In this book, dance is said to play a prominent role in communication and the expression of emotions to the divine. The bible was originally written in Hebrew, Greek and some bits of Aramaic language which resembles Hebrew. Some of the original Hebrew words in the Old Testament were kheel or khool meaning to twist or writhe, raw-kad meaning to jump or stamp and kaw-rar meaning to whirl. In the New Testament, the Greek term kheh-om-ahee means a circular motion. Like other historic religions, dancing was used to communicate with the divine
Many biblical passages show how the people of Israel danced as expressions of happiness, gratitude, and praise for the higher being:

Ladies dancing in the vineyard to celebrate the yearly festival – Judges 21:21-23
Jephtah’s daughter dancing and playing the tambourine – judges -11:34
Miriam led dancing and singing and praise to the lord – Exodus 15:20-21
David danced before the ark of the lord to honour the Lord…
King David dancing and jumping around in his sacred dance – 2 Samuel 6:14-23

The bible emphasises dancing only to be used as a religious rite that was to be practiced for joyful occasions, national feasts and victorious battles. Males and females usually danced separately, not as form of courtship which is now seen in the modern society. Any form of dance not used for the glorification of the high being was regarded sinful. The only records in the bible of dancing for social entertainment were those of ungodly families who spent their time in luxury who’s end was believed to eventually come to a sudden destruction (Job 11:11-13); and the dancing of Herodians which led to the murder of John the Baptist. (Matthew 14:11) Hebrew words that have meanings related to physical movement were translated into English as rejoice.
Every instance of dancing in the bible that was acceptable was done in worship and in praise to the God of Israel. It was a way to express the emotions and keep in contact with the divine one.
2.3 Ancient Egypt
Ancient Egypt was the birth place of one of the world’s first civilisations. This advanced culture rose 5,000 years ago. It thrived for over 2,000 years and so became one of the longest lasting civilizations in history.

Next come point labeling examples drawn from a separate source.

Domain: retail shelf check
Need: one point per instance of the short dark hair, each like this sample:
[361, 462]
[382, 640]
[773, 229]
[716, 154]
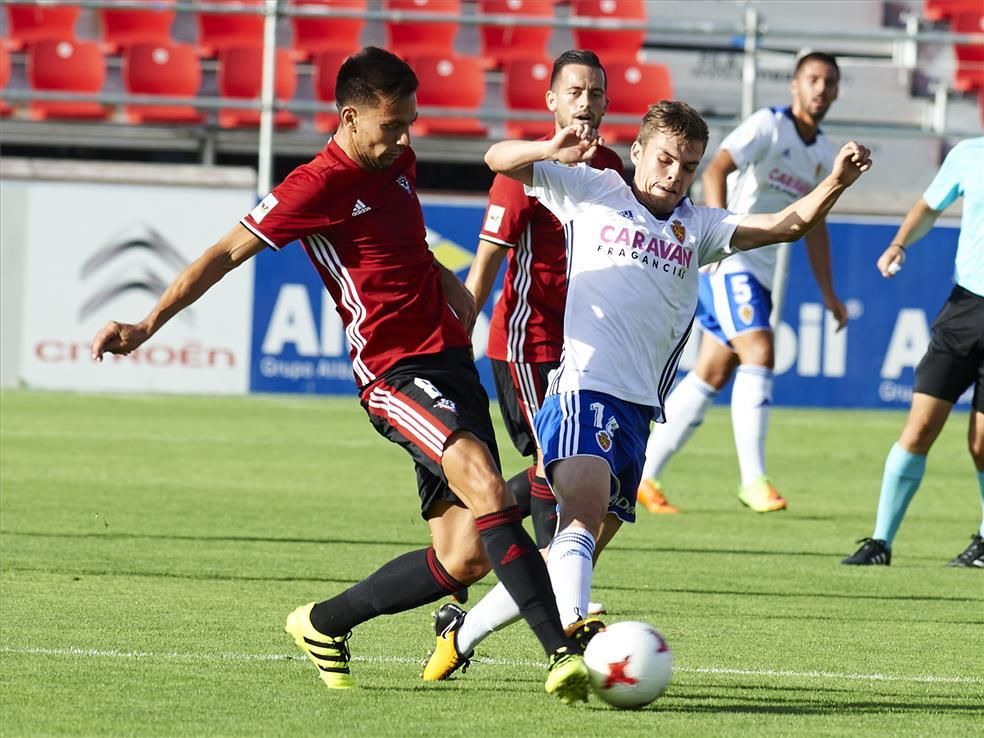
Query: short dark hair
[576, 56]
[371, 75]
[819, 56]
[673, 118]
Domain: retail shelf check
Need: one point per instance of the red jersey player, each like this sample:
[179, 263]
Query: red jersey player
[355, 209]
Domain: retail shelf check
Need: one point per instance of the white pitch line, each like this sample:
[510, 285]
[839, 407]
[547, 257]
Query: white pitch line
[176, 656]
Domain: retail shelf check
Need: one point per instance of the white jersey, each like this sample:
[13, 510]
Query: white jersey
[775, 168]
[631, 281]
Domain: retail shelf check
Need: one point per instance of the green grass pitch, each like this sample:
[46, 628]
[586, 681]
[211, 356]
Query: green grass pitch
[151, 547]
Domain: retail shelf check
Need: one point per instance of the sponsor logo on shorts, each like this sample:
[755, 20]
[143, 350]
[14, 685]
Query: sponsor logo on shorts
[679, 231]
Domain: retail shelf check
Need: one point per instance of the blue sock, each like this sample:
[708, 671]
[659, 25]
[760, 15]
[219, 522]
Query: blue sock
[903, 473]
[980, 481]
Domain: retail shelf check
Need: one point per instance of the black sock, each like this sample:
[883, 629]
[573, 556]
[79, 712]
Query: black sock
[520, 485]
[522, 571]
[543, 510]
[404, 583]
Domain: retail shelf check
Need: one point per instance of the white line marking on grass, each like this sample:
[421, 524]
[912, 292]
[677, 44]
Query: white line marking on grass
[176, 656]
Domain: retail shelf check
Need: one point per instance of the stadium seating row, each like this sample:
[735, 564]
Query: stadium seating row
[313, 36]
[174, 70]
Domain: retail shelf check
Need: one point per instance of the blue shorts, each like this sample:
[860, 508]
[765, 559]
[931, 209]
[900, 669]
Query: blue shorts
[731, 304]
[587, 423]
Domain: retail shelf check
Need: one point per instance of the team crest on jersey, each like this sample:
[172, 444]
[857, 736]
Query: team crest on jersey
[445, 404]
[679, 231]
[267, 204]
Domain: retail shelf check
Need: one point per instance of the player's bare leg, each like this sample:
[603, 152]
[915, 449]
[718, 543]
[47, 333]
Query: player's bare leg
[751, 398]
[582, 485]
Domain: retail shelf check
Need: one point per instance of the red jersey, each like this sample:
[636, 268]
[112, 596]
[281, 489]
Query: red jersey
[364, 232]
[528, 320]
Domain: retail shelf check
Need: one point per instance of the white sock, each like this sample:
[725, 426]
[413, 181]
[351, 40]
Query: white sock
[569, 563]
[493, 612]
[750, 402]
[685, 410]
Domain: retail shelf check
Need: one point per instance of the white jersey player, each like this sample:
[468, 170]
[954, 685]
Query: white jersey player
[633, 255]
[773, 158]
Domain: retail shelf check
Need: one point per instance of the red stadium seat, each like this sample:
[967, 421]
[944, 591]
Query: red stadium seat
[452, 82]
[632, 88]
[66, 66]
[219, 31]
[326, 68]
[525, 84]
[314, 36]
[29, 23]
[610, 45]
[413, 38]
[241, 76]
[969, 75]
[5, 109]
[170, 70]
[122, 28]
[940, 10]
[501, 44]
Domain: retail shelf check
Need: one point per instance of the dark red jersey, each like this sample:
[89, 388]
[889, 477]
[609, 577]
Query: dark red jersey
[364, 232]
[528, 320]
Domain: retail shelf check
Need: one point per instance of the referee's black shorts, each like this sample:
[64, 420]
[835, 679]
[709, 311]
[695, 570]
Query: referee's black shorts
[420, 402]
[955, 358]
[521, 387]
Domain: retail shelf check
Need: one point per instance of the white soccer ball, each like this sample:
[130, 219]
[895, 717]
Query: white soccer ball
[630, 664]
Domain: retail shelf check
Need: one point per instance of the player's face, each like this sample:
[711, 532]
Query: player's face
[665, 168]
[814, 89]
[578, 94]
[381, 132]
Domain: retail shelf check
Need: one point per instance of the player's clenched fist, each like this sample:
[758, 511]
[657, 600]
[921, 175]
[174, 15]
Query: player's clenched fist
[851, 162]
[118, 338]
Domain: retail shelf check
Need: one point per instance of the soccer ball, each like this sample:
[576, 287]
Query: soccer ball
[630, 664]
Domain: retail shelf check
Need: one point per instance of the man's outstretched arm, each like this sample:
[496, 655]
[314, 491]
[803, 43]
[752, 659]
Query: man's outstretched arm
[234, 248]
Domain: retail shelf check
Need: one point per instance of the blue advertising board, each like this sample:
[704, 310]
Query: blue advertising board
[298, 344]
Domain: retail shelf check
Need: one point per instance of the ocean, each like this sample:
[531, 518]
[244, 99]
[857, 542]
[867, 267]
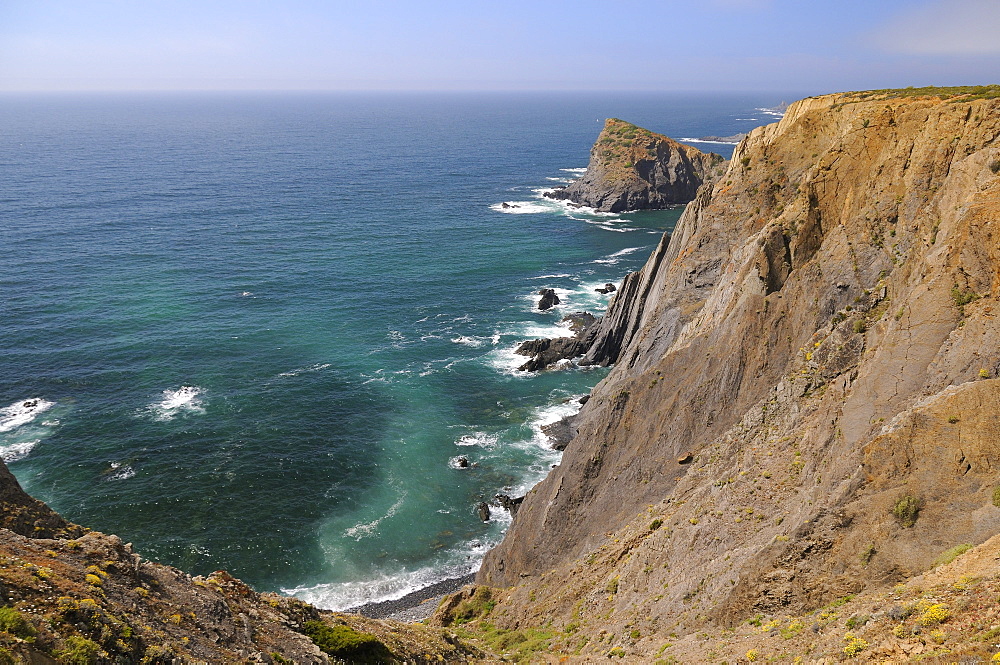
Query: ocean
[256, 332]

Dance was an essential part in ancient Egyptian culture. According to Wendy Burk, [1] it evolved from the simple rituals used by hunters to find their prey. Performing the dances was believed to help in later hunts. A leader, called a priest-dancer, was responsible for seeing that the dances were performed correctly so that the hunt would be successful.
Eventually these dances were separated from their ritual and became an art of their own. This development paralleled the emergence of Osiris as Egyptian’s most important God. He was the symbol of a more developed civilisation on Earth, and belief in him guaranteed everlasting life. Dance was a crucial element in the festivals held for Osiris. These occurred throughout the year—in the summer, for instance, when the river Nile began to rise and the corn was ripening, and in the fall on All souls night—the ancient ancestor of Halloween. Egyptian art shows that Men and women never danced together, and the most common scenes depict groups of female dancers were often performing in pairs.
 
Dancing within the ancient Egyptian culture could be spontaneous as were orchestrated for religious festivals:
“All the people of all the dwellings of the court heard (of the coronation of Hatshepsut); they came, their mouths rejoicing, they proclaimed (it) beyond everything, dwelling on dwelling therein was announcing (it) in his name; soldiers on soldiers […], they leaped and they danced for the double joy in their hearts.”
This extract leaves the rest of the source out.